Keine Einigung zu den neuen TI-Pauschalen – KBV und KZBV ziehen die Reißleine
06.04.2023 - Keine Aussicht „auf eine gemeinsam getragene“ Lösung bei der Finanzierungsvereinbarung zur Telematikinfrastruktur sehen die Vorstände von KBV und Kassenzahnärztlicher Bundesvereinigung. In einer gemeinsamen Erklärung teilten sie am heutigen Donnerstag mit, dass die Verhandlungen mit dem GKV-Spitzenverband zu den neuen Monatspauschalen gescheitert sind.
Das Krankenhauspflegeentlastungsgesetz (KHPflEG) sieht vor, dass vertragsärztliche und vertragszahnärztliche Praxen ab dem 1. Juli eine monatliche Pauschale für die Ausstattung und den Betrieb der Telematikinfrastruktur (TI) erhalten. Die Höhe und Berechnung der Pauschale sollten der GKV-Spitzenverband und die KBV sowie die Kassenzahnärztliche Bundesvereinigung (KZBV) in jeweiligen Vereinbarungen bis zum 30. April festlegen. Das ist nicht gelungen.

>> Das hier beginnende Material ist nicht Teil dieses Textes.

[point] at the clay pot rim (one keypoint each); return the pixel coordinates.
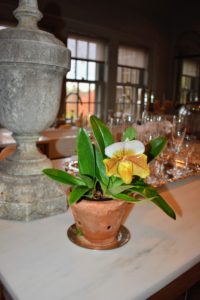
(100, 202)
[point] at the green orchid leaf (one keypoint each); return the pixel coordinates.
(155, 147)
(129, 198)
(101, 133)
(119, 189)
(89, 182)
(100, 168)
(130, 134)
(77, 193)
(62, 177)
(85, 152)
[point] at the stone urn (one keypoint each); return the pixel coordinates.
(33, 64)
(99, 224)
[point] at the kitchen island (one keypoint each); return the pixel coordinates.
(38, 261)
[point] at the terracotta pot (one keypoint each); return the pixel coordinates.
(99, 221)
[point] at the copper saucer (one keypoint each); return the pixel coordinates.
(123, 237)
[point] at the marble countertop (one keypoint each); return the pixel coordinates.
(37, 261)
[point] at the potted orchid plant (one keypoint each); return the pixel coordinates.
(111, 175)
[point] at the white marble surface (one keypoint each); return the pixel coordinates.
(37, 261)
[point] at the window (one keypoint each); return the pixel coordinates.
(189, 83)
(132, 77)
(85, 81)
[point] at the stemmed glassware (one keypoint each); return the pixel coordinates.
(176, 142)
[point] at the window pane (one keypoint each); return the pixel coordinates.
(92, 93)
(96, 51)
(132, 57)
(135, 76)
(71, 45)
(190, 68)
(91, 71)
(82, 49)
(81, 72)
(92, 51)
(72, 73)
(126, 75)
(87, 65)
(84, 92)
(71, 87)
(119, 74)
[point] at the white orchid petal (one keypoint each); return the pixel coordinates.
(136, 146)
(110, 150)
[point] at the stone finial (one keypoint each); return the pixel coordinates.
(28, 13)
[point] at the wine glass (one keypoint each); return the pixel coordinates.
(176, 142)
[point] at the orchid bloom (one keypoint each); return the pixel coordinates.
(126, 160)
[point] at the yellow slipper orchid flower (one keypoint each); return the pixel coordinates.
(126, 160)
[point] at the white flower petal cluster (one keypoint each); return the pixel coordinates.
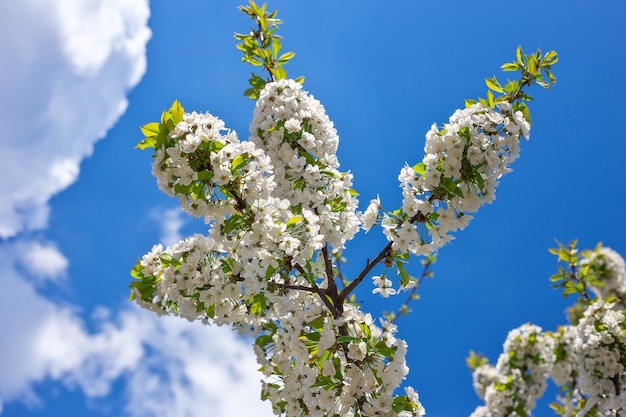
(462, 164)
(274, 205)
(336, 367)
(600, 352)
(519, 377)
(301, 141)
(587, 360)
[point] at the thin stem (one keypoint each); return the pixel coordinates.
(368, 267)
(411, 297)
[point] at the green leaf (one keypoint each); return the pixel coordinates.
(493, 84)
(233, 222)
(146, 143)
(240, 161)
(177, 111)
(490, 99)
(420, 169)
(450, 185)
(510, 66)
(404, 276)
(294, 220)
(550, 58)
(258, 304)
(263, 340)
(469, 102)
(284, 58)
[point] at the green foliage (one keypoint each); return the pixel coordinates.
(155, 133)
(261, 48)
(533, 69)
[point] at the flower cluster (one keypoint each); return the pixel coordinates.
(600, 352)
(611, 271)
(276, 206)
(587, 359)
(336, 367)
(519, 377)
(462, 164)
(299, 138)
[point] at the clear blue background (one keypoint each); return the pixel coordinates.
(385, 72)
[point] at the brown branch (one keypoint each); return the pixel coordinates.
(319, 291)
(368, 267)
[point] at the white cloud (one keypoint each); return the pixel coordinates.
(43, 260)
(64, 77)
(169, 367)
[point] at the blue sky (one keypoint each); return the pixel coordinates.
(77, 211)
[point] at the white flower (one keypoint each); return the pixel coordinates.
(369, 217)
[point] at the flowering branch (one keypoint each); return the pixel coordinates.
(279, 211)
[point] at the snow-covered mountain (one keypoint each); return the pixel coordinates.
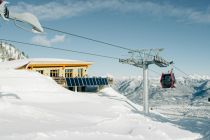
(194, 89)
(188, 102)
(10, 52)
(34, 107)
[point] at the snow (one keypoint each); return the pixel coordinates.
(19, 63)
(186, 105)
(33, 106)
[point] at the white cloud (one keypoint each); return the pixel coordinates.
(69, 8)
(43, 40)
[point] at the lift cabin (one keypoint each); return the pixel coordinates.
(168, 80)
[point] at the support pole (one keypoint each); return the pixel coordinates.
(145, 96)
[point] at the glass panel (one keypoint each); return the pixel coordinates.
(72, 82)
(94, 81)
(88, 81)
(84, 81)
(80, 72)
(91, 81)
(76, 81)
(69, 84)
(54, 73)
(68, 72)
(106, 81)
(80, 82)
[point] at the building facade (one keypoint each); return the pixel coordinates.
(58, 67)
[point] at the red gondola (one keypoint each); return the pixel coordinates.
(168, 80)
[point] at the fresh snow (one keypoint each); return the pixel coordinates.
(186, 105)
(34, 107)
(19, 63)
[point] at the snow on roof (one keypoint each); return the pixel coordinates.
(19, 63)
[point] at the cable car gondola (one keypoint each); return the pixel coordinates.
(168, 80)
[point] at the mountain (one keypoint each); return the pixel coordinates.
(191, 90)
(189, 98)
(10, 52)
(47, 111)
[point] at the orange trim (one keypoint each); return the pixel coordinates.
(57, 65)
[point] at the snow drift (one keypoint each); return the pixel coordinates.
(33, 106)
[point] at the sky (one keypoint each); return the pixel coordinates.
(181, 27)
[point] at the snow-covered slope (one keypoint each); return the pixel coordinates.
(189, 90)
(187, 104)
(34, 107)
(9, 52)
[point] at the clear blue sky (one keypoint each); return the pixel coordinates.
(182, 27)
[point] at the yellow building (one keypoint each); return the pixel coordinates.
(57, 67)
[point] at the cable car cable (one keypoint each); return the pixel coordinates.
(68, 50)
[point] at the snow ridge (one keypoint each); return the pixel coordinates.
(10, 52)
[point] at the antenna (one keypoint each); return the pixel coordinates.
(142, 59)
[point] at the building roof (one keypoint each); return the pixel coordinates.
(15, 64)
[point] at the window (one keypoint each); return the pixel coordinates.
(54, 73)
(40, 71)
(68, 73)
(80, 72)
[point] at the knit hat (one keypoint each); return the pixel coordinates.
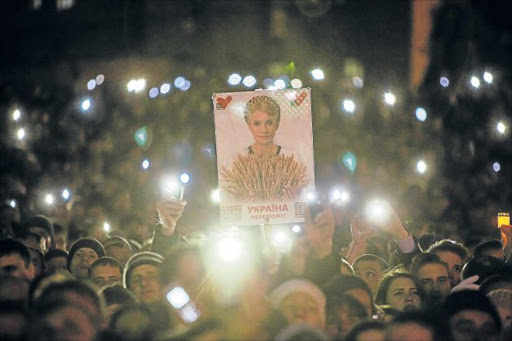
(40, 221)
(145, 257)
(89, 242)
(296, 285)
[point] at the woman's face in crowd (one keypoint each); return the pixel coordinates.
(299, 307)
(403, 295)
(263, 127)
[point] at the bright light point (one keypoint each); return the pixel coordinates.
(136, 85)
(179, 82)
(234, 79)
(358, 82)
(349, 105)
(91, 84)
(475, 82)
(445, 82)
(21, 134)
(184, 178)
(421, 167)
(296, 83)
(153, 92)
(49, 199)
(229, 249)
(496, 166)
(421, 114)
(488, 77)
(215, 196)
(145, 164)
(317, 74)
(86, 104)
(178, 297)
(16, 114)
(100, 79)
(501, 127)
(185, 86)
(389, 98)
(280, 84)
(249, 81)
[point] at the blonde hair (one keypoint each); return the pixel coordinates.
(262, 103)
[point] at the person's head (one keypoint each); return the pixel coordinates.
(119, 248)
(63, 321)
(142, 276)
(106, 271)
(471, 316)
(398, 289)
(412, 326)
(370, 268)
(502, 301)
(432, 277)
(300, 301)
(14, 321)
(484, 267)
(492, 248)
(262, 114)
(42, 226)
(367, 331)
(351, 285)
(343, 314)
(15, 260)
(82, 254)
(60, 237)
(55, 260)
(453, 254)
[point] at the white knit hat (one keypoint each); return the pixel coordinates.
(296, 285)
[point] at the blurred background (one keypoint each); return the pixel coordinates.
(411, 100)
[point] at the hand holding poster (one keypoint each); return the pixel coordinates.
(264, 155)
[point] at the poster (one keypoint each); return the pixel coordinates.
(265, 162)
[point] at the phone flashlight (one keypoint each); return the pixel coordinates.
(503, 219)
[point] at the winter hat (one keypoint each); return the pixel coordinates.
(40, 221)
(469, 300)
(89, 242)
(296, 285)
(145, 257)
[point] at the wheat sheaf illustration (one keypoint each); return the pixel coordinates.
(261, 178)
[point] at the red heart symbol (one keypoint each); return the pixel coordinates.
(301, 98)
(224, 102)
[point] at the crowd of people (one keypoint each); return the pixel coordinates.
(386, 285)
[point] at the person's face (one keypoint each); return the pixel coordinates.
(409, 332)
(13, 265)
(70, 323)
(472, 325)
(144, 283)
(263, 127)
(362, 297)
(370, 272)
(61, 241)
(454, 263)
(44, 235)
(107, 275)
(81, 261)
(119, 253)
(300, 307)
(403, 295)
(434, 281)
(56, 264)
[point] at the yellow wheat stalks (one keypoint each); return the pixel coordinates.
(261, 178)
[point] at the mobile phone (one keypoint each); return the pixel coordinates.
(503, 219)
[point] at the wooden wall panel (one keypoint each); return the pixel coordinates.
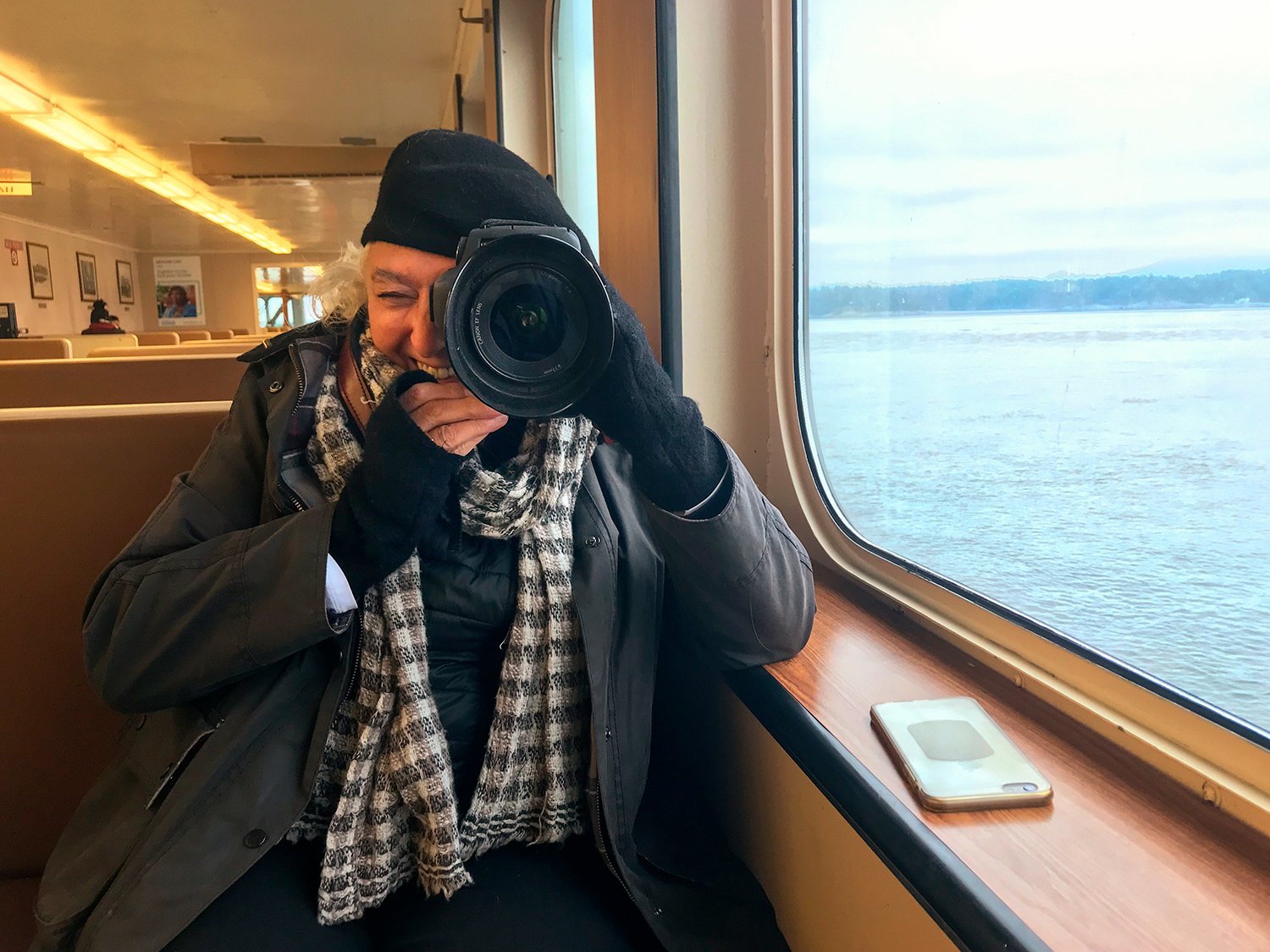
(627, 154)
(830, 890)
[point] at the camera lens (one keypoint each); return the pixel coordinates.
(527, 322)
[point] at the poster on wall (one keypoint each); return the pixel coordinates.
(179, 292)
(86, 266)
(41, 272)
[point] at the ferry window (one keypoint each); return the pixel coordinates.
(1036, 322)
(281, 299)
(573, 80)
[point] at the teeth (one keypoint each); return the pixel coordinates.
(439, 372)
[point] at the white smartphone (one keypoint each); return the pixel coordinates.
(955, 757)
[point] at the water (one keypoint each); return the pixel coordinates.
(1104, 472)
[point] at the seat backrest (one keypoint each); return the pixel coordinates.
(79, 482)
(86, 344)
(196, 347)
(152, 338)
(124, 380)
(35, 348)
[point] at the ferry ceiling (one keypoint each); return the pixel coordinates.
(173, 80)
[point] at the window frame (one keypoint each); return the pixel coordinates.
(1132, 673)
(1218, 757)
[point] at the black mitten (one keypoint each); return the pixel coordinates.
(677, 461)
(395, 498)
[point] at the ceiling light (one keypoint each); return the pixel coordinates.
(66, 131)
(40, 114)
(15, 98)
(124, 162)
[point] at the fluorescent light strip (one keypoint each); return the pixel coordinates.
(41, 116)
(65, 131)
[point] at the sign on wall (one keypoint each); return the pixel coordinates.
(15, 182)
(179, 292)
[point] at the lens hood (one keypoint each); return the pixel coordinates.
(527, 322)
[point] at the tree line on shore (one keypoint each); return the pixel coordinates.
(1152, 292)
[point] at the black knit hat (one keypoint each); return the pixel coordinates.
(439, 184)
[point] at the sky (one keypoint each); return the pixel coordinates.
(959, 140)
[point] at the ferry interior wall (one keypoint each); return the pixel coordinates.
(977, 294)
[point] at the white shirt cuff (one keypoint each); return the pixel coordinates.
(709, 499)
(340, 596)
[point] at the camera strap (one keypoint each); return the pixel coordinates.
(352, 388)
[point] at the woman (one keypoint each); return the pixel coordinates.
(395, 685)
(178, 304)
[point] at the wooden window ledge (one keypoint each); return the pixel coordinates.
(1123, 858)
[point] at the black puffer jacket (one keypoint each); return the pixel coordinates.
(469, 598)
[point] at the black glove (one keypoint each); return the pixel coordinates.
(396, 497)
(677, 461)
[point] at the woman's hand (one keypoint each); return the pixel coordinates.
(450, 415)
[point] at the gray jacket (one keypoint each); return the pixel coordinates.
(211, 630)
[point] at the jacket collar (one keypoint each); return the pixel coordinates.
(282, 342)
(291, 408)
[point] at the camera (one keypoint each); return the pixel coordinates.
(527, 320)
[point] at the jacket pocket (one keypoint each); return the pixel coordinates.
(113, 817)
(163, 744)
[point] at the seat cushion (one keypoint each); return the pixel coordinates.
(17, 916)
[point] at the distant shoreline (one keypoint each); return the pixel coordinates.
(851, 315)
(1117, 292)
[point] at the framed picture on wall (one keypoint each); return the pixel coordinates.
(88, 276)
(40, 271)
(124, 278)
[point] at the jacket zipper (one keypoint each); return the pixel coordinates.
(597, 827)
(300, 378)
(299, 507)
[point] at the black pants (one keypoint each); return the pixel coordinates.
(538, 899)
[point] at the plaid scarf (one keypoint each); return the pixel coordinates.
(384, 796)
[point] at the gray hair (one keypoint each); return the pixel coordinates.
(340, 289)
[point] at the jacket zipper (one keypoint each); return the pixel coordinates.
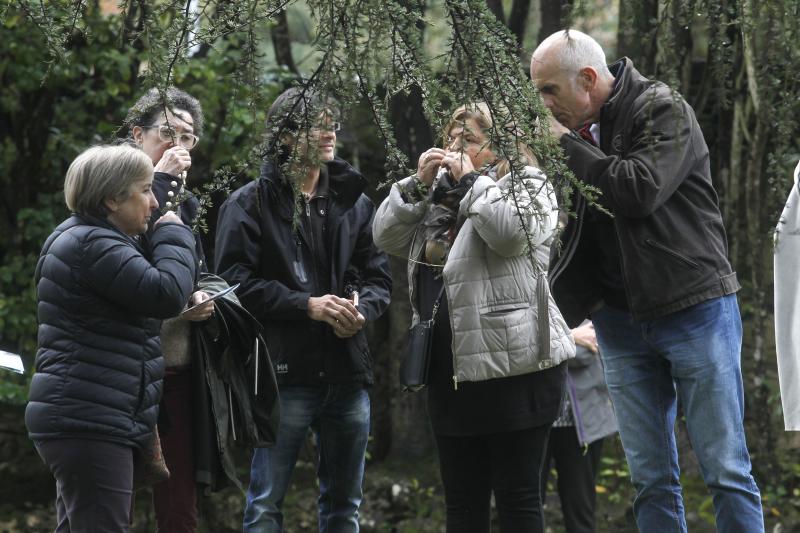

„Die Verhandlungen sind mit Ansage gescheitert“, erklärte der stellvertretende KZBV-Vorstandsvorsitzende Dr. Karl-Georg Pochhammer. Mit dem erklärten Ziel, die Kosten zu senken und der Option, die Vereinbarung im nun eingetretenen Fall selbst vorzugeben, habe das BMG von vornherein kaum Platz für Verhandlungen gelassen. „Die Verhandlungen waren nur ein politisches Feigenblatt“, kritisierte Pochhammer.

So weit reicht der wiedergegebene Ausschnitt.